First I need to tell you about us and balloons. I do not like balloons in the house with young children because I don’t consider them a safe toy so whenever my kids would get balloons like at HEB or other places I would make them pop them and throw them away as soon as they started to deflate. After several meltdowns over busted balloons, I devised a new tactic. Either in the parking lot at our car or in the driveway once we got home, we’d let them go and watch them float away in the sky. The kids thought that was a lot of fun and I became “fun mommy” again.
So Monday we set out to release balloons to celebrate Knox’s birth. There is no denying how sad we were on this day and there was a resurgence of grief over not getting to celebrate WITH him. I do love my 3 yr olds, but we had determined that his birthday is a day for celebrating his life so that is what we wanted to do.

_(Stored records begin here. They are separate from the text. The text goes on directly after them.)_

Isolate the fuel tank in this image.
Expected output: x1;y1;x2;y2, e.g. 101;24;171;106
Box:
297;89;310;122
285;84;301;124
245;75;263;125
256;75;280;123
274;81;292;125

We bought 3 balloons each in a different color for each member of our family so 24 in all. It was a crazy windy day and we didn’t give much thought to particulars like how we were going to get them and our kids all in our van or how tangled up they would become. Fortunately, reinforcements were handy for help with the transportation and we somehow got everyone and balloons to the park. Because we had such trouble with them tangling, we let Jon’s, mine, and Creed’s loose as we got them separated. The kids took turn doing this. Then we gave them each of theirs. They let them go one by one watching them float away until they each had one left. Then they let those go together. Lastly, I let baby blue ones go for Knox. It was nice to do something “fun” on his birthday; something he would have been familiar with and enjoyed, but like Anne Michal said, “it was kind of like letting him go again.” That was hard.
We started a new tradition this year. It was way too windy to use plates and forks and napkins so we all just grabbed a fork and dug in. WE decided this is the way we will eat birthday cake from now on. The kids had a blast eating cake this way.